Sunday 31st July 2016

The grand opening of the Richard Jefferies Halt

Well that was a lot of fun! The grand opening of the Richard Jefferies Railway Halt.

I’ve mentioned more than once listeners how much I love a miniature railway, or cable car or funicular or land train…  So today was just lovely. It was all a bit ‘Railway Children’ for sure! But we had flags instead of red flannel petticoats.

I’ve written before about the Coate Water Miniature railway. ‘Tis a wonderful thing and has been so since the 1960s I’m sure. But now – with the extension to the line and the addition of the Richard Jefferies Halt it’s even more fabulous fun. So all aboard, full steam ahead, toot that whistle – you get the idea!
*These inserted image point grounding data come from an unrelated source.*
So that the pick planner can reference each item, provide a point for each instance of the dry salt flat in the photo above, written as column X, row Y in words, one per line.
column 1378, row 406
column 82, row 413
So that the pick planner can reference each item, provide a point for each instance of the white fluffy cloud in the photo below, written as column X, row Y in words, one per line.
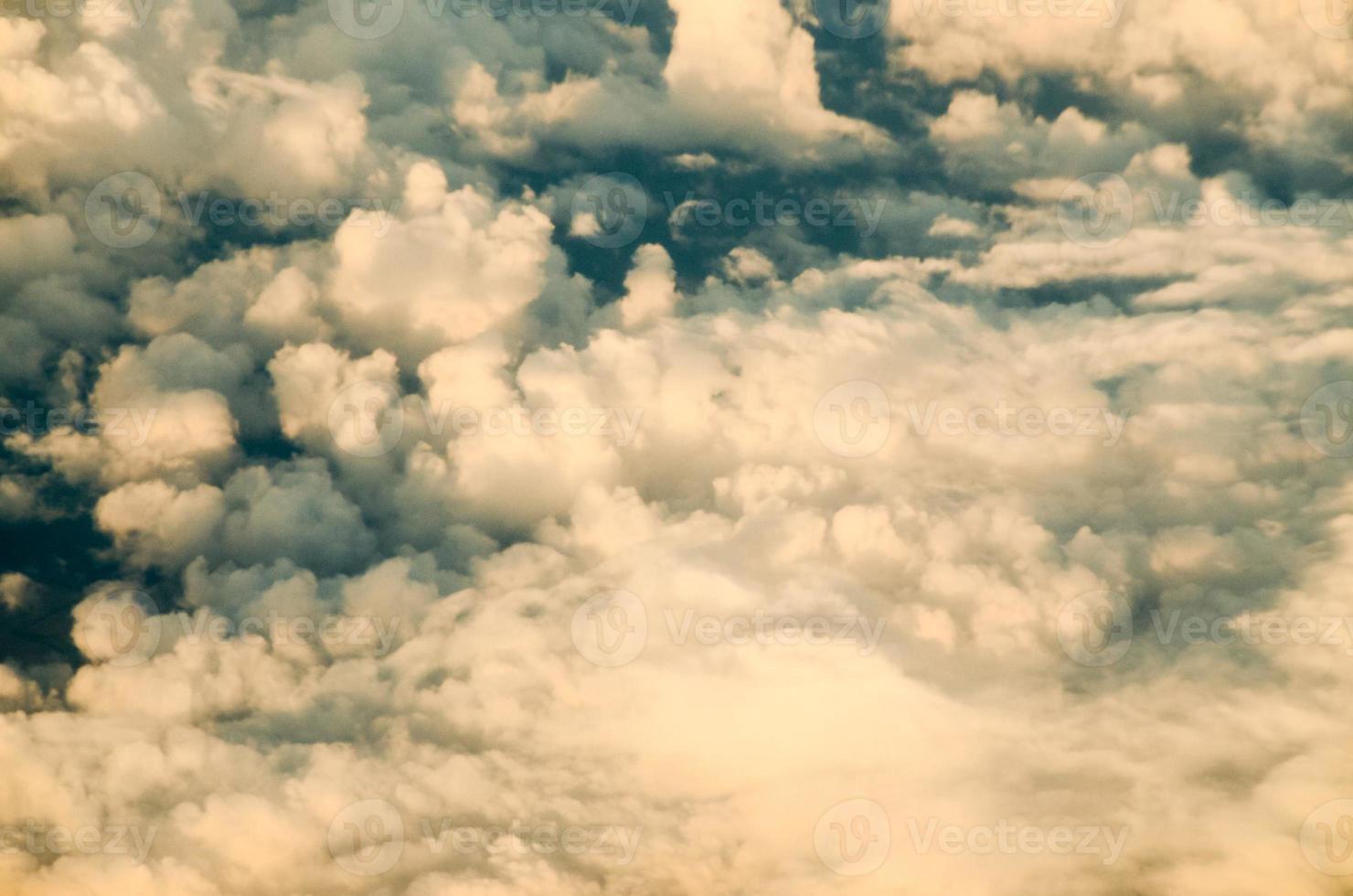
column 760, row 568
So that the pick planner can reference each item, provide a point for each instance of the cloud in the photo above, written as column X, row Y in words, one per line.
column 453, row 544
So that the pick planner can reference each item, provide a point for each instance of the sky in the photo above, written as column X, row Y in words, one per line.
column 676, row 447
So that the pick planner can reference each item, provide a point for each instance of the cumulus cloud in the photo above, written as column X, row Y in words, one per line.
column 465, row 523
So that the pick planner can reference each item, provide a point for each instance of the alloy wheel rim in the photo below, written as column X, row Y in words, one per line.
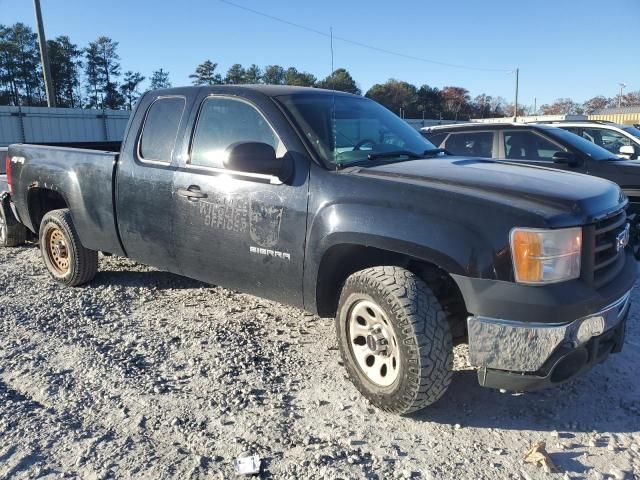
column 373, row 343
column 57, row 250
Mike Pringle et al, the Swindon 175 team and Arkell’s brewery – not forgetting of course the splendid volunteers who run the Coate Water Miniature railway – made today’s opening very special. I’m so glad I was able to attend. And ride the trains. Twice! 🙂 🙂 🙂

While not quite up to Disneyland Express standards the route round had been brilliantly peppered with stuffed toys of every kind, gorillas, tigers and teddys – plus a collection of garden gnomes. A cheeky TIC nod to Disney perhaps? Brilliant fun. Well done.

Gorilla in the undergrowth - Richard Jefferies Railway Halt
Gorilla in the undergrowth

Here’s a few photos to give you a flavour:

In recent years, under the guidance of Mike Pringle & Hilda Sheehan and their team, the Richard Jefferies museum and garden has been slowly transformed into a magical, mystical place. One that, I’m sure, Jefferies himself would love.
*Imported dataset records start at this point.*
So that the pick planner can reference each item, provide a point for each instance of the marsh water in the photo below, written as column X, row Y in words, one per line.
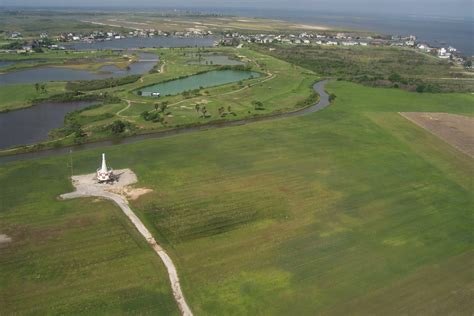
column 318, row 87
column 32, row 125
column 213, row 59
column 50, row 73
column 206, row 79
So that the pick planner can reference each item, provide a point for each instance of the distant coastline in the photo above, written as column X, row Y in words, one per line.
column 436, row 31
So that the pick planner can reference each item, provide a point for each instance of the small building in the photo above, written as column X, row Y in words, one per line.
column 103, row 173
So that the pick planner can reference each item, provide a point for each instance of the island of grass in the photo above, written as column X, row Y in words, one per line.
column 261, row 86
column 349, row 209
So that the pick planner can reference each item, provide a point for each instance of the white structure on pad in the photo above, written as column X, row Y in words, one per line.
column 104, row 174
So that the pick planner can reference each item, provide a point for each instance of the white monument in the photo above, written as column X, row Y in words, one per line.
column 104, row 174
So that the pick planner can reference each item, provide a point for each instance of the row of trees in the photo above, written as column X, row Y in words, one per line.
column 40, row 87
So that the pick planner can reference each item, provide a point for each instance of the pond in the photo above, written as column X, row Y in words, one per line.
column 50, row 73
column 6, row 63
column 206, row 79
column 213, row 59
column 147, row 42
column 32, row 125
column 318, row 87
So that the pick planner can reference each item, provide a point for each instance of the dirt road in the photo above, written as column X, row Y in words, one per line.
column 86, row 186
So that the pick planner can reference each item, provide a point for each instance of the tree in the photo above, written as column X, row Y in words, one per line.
column 420, row 88
column 117, row 127
column 163, row 107
column 258, row 105
column 395, row 77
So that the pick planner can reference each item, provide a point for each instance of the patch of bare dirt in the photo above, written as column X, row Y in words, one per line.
column 457, row 130
column 131, row 193
column 4, row 239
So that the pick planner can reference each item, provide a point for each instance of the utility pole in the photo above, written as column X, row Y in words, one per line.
column 70, row 161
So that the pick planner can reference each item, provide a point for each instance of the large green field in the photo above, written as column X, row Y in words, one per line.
column 352, row 209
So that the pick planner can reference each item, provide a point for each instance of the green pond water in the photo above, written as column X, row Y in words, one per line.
column 206, row 79
column 213, row 59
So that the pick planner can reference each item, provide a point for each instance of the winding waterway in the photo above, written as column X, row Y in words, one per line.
column 318, row 87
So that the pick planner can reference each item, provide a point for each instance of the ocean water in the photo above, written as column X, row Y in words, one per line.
column 435, row 30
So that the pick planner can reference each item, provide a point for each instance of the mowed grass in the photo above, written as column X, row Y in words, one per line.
column 72, row 257
column 334, row 212
column 21, row 95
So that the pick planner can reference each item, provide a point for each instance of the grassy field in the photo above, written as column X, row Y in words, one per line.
column 351, row 209
column 72, row 257
column 281, row 87
column 373, row 65
column 22, row 95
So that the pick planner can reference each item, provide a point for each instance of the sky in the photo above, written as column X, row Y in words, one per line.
column 445, row 8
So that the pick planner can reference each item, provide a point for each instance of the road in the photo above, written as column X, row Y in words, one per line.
column 318, row 87
column 87, row 187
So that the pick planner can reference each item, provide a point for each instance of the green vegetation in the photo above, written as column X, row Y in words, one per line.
column 378, row 66
column 352, row 208
column 282, row 87
column 72, row 257
column 24, row 95
column 89, row 85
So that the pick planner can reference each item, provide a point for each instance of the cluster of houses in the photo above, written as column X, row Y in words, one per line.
column 342, row 39
column 107, row 36
column 236, row 39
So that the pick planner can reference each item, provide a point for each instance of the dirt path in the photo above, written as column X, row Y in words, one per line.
column 318, row 87
column 86, row 186
column 456, row 130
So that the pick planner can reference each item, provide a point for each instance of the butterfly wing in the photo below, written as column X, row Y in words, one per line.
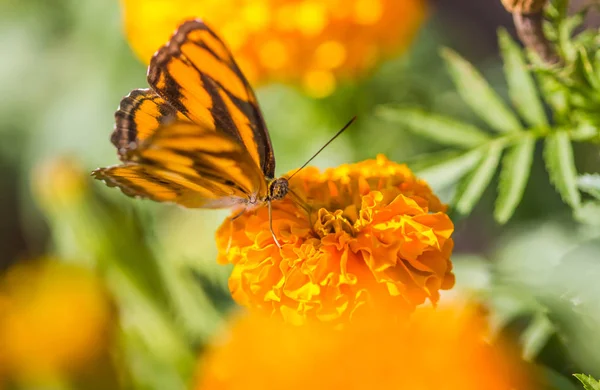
column 197, row 75
column 189, row 165
column 139, row 115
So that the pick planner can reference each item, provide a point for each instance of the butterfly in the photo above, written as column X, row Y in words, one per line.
column 197, row 136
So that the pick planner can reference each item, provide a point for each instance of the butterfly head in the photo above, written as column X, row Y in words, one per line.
column 278, row 188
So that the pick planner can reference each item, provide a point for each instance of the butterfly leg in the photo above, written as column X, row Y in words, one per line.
column 231, row 228
column 271, row 224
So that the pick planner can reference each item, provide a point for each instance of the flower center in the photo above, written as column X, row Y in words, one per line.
column 329, row 222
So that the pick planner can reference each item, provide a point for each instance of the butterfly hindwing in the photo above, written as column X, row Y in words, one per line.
column 197, row 75
column 189, row 165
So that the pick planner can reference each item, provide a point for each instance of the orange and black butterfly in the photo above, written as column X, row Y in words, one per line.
column 197, row 136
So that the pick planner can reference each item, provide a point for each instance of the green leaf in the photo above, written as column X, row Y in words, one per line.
column 474, row 185
column 449, row 172
column 590, row 183
column 558, row 154
column 516, row 166
column 536, row 336
column 565, row 33
column 445, row 130
column 589, row 383
column 584, row 66
column 521, row 87
column 588, row 213
column 478, row 94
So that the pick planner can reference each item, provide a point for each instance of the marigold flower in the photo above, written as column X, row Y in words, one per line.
column 306, row 42
column 376, row 236
column 436, row 349
column 54, row 318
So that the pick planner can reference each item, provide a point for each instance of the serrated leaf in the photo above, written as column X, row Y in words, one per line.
column 521, row 87
column 560, row 164
column 442, row 129
column 477, row 182
column 516, row 166
column 479, row 95
column 449, row 172
column 588, row 382
column 590, row 183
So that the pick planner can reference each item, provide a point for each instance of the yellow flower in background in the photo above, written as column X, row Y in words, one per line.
column 54, row 318
column 314, row 44
column 376, row 236
column 436, row 349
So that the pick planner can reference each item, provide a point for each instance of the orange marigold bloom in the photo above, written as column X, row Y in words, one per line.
column 306, row 42
column 54, row 318
column 436, row 349
column 376, row 235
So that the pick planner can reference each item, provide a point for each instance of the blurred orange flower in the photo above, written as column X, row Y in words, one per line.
column 306, row 42
column 54, row 318
column 436, row 349
column 376, row 236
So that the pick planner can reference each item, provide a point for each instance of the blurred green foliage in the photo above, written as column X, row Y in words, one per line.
column 69, row 65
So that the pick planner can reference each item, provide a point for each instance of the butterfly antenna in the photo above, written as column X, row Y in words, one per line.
column 323, row 147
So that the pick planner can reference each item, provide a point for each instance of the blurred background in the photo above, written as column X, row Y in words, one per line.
column 65, row 66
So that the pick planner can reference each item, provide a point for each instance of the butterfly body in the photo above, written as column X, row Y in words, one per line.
column 197, row 136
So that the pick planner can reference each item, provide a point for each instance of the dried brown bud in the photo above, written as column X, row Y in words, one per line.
column 524, row 6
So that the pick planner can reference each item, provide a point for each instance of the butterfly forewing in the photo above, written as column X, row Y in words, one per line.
column 197, row 137
column 139, row 115
column 196, row 74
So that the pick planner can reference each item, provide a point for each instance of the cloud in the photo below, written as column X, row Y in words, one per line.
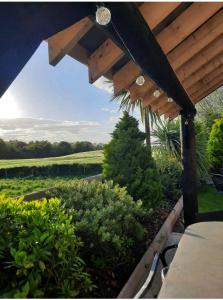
column 27, row 129
column 104, row 84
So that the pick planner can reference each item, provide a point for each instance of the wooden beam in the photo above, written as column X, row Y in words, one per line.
column 198, row 40
column 80, row 54
column 109, row 53
column 183, row 32
column 137, row 91
column 145, row 50
column 205, row 64
column 62, row 43
column 199, row 95
column 186, row 23
column 200, row 59
column 205, row 81
column 188, row 153
column 215, row 63
column 207, row 72
column 103, row 59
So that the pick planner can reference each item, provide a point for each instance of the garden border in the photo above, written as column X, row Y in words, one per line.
column 141, row 271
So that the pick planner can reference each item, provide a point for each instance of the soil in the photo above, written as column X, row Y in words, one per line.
column 152, row 223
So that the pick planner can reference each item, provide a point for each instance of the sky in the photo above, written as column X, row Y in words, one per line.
column 56, row 103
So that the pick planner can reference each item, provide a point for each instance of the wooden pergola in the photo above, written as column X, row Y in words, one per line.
column 176, row 46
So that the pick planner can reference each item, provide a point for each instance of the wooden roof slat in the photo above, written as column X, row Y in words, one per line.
column 210, row 69
column 62, row 42
column 206, row 58
column 207, row 33
column 171, row 36
column 200, row 59
column 204, row 70
column 186, row 23
column 137, row 91
column 80, row 53
column 100, row 62
column 206, row 89
column 103, row 59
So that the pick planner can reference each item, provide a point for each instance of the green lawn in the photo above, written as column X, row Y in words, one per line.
column 82, row 158
column 22, row 186
column 209, row 199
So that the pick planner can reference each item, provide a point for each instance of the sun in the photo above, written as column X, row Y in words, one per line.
column 8, row 107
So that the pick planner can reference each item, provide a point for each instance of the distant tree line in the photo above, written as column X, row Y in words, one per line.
column 39, row 149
The place is a credit to them all. And it’s here in Swindon. Hurrah!

It’s certainly a super homage to Jefferies and his work with references to ‘Bevis’ and ‘After London’ all around the garden:

welcome sign - Richard Jefferies Railway Halt

“John Richard Jefferies (6 November 1848 – 14 August 1887) was an English nature writer, noted for his depiction of English rural life in essays, books of natural history, and novels. His childhood on a small Wiltshire farm had a great influence on him and provides the background to all his major works of fiction.

Jeffries’ corpus of writings includes a diversity of genres and topics, including Bevis (1882), a classic children’s book, and After London(1885), an early work of science fiction.

For much of his adult life, he suffered from tuberculosis, and his struggles with the illness and with poverty also play a role in his writing. Jefferies valued and cultivated an intensity of feeling in his experience of the world around him, a cultivation that he describes in detail in The Story of My Heart (1883). This work, an introspective depiction of his thoughts and feelings on the world, gained him the reputation of a nature mystic at the time. But it is his success in conveying his awareness of nature and people within it, both in his fiction and in essay collections such as The Amateur Poacher (1879) and Round About a Great Estate (1880), that has drawn most admirers. Walter Besant wrote of his reaction on first reading Jefferies: “Why, we must have been blind all our lives; here were the most wonderful things possible going on under our very noses, but we saw them not.”